Felix Baumgartner URWERK co-founder and chief watchmaker – reveals how the mechanism works: “At the end of 30 day months — April, June, September and November — the date advances automatically to the 1st of the following month. The date wheel has 93 teeth and goes around in three months carrying the three-armed carousel. Mounted on the date wheel are three Maltese crosses, each corresponding to a satellite of four months at the opposite end of the date wheel.

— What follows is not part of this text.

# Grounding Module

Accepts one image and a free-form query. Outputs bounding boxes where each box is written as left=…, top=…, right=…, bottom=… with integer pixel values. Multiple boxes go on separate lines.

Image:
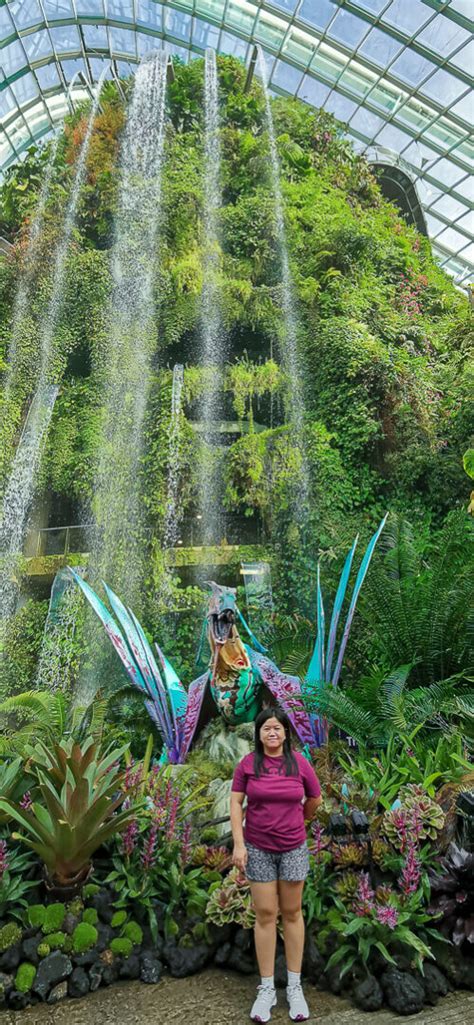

At the end of the short months, a finger on a Maltese cross intervenes to make the date wheel advance two days to the next month.” Back side Turning the UR-1001 over and flipping over the protective cover reveals an alternative universe of longer timescale indications to those on the front. The dominating feature through the display back is the underneath of the hour satellite complication and retrograde minute mechanism, its dark surface set off by bright ruby bearings. The “Oil Change”, 100-year and 1000-year are long-term indications lying under a protective cover on the back of the Zeit Device and are driven by the operation of the movement.